The hard road was bitter. Many times the country has reinvented itself in small ways and large. But the founding revolution has been vindicated at each step of the way. Sometimes the words, “God bless America” have been heard in song and prayer, evoking the emotional punch of heartfelt experience and hope. The history of America has suggested that divine intervention was, indeed, required to pass the Civil War test, tests in WW I and WWII. There have been more subtle moments as well in the great struggle during the cold war against communist powers. The Soviet Union no longer occupies numerous conquered peoples surrounding its true borders. In fact, the Soviet Union does not exist. We hope and pray that so much divine support becomes less necessary and the people, often virtuous in generosity to a fault, unify and find the solution to problems both foreign and domestic that plague its continuance.
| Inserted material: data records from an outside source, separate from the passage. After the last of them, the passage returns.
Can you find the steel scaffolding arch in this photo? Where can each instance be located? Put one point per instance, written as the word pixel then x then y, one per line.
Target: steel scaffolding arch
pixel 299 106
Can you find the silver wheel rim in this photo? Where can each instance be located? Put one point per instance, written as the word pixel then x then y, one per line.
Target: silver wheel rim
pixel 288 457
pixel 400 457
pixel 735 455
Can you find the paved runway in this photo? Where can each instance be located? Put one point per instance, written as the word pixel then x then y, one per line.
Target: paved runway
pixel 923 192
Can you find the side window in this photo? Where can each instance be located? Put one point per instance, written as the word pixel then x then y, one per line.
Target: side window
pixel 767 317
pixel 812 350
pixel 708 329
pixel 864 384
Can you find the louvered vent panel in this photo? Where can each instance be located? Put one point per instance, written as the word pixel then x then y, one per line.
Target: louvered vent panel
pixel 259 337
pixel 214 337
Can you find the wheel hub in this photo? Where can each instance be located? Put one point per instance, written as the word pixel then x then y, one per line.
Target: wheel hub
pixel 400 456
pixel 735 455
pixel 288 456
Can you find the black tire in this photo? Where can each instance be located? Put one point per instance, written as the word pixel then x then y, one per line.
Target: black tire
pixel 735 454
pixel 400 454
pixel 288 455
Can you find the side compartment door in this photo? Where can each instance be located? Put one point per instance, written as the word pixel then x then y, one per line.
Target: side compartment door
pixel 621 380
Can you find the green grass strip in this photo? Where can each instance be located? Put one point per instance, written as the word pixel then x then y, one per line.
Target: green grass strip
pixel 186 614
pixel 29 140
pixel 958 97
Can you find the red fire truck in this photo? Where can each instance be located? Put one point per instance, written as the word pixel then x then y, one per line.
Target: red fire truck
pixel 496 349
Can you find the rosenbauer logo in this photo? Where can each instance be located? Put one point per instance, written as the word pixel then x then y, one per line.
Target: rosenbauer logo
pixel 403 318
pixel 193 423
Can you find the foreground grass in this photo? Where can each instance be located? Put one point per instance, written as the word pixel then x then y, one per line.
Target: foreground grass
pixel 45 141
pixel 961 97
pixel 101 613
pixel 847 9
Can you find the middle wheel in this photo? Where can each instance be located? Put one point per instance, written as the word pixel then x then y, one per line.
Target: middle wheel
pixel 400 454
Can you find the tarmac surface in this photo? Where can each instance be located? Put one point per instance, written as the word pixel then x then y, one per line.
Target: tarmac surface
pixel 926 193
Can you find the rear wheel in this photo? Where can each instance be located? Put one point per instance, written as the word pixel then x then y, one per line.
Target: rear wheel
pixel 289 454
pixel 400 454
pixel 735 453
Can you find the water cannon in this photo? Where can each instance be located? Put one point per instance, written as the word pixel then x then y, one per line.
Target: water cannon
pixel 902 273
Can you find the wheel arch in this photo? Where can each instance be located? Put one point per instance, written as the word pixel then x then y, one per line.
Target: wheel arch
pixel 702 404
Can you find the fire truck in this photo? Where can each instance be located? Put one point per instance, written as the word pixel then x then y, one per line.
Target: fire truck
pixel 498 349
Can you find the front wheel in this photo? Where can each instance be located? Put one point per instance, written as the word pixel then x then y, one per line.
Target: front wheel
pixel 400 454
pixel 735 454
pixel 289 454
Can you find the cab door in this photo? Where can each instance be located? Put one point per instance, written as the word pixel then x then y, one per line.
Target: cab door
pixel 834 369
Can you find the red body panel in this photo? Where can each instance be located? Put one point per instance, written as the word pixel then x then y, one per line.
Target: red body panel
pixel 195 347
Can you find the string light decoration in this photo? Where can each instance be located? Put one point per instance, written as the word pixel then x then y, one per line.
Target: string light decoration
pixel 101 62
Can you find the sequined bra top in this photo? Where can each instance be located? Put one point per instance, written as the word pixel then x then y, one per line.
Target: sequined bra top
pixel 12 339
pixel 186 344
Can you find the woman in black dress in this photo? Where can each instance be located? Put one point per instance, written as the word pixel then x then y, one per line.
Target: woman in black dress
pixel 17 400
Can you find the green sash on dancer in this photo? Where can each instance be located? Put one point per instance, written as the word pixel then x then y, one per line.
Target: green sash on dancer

Alternatively, the worst offense is to waste the love of our Creator and the lives of those lost defending America, and fall victim to hatred and malignant recrimination. America is no longer a juvenile country, but the leader of the world, and by extension, all of humanity. The cruelty of ISIS and the threat of nuclear war with North Korea rival the internal disseThention within America as existential threats. Then there are the traditional enemies of miserable poverty, starvation, and disease. The United States is our hope and our base for action, but civilizations fail and there are no guarantees of success, or even improvement on human ignorance and ill will. On second thought, God bless America.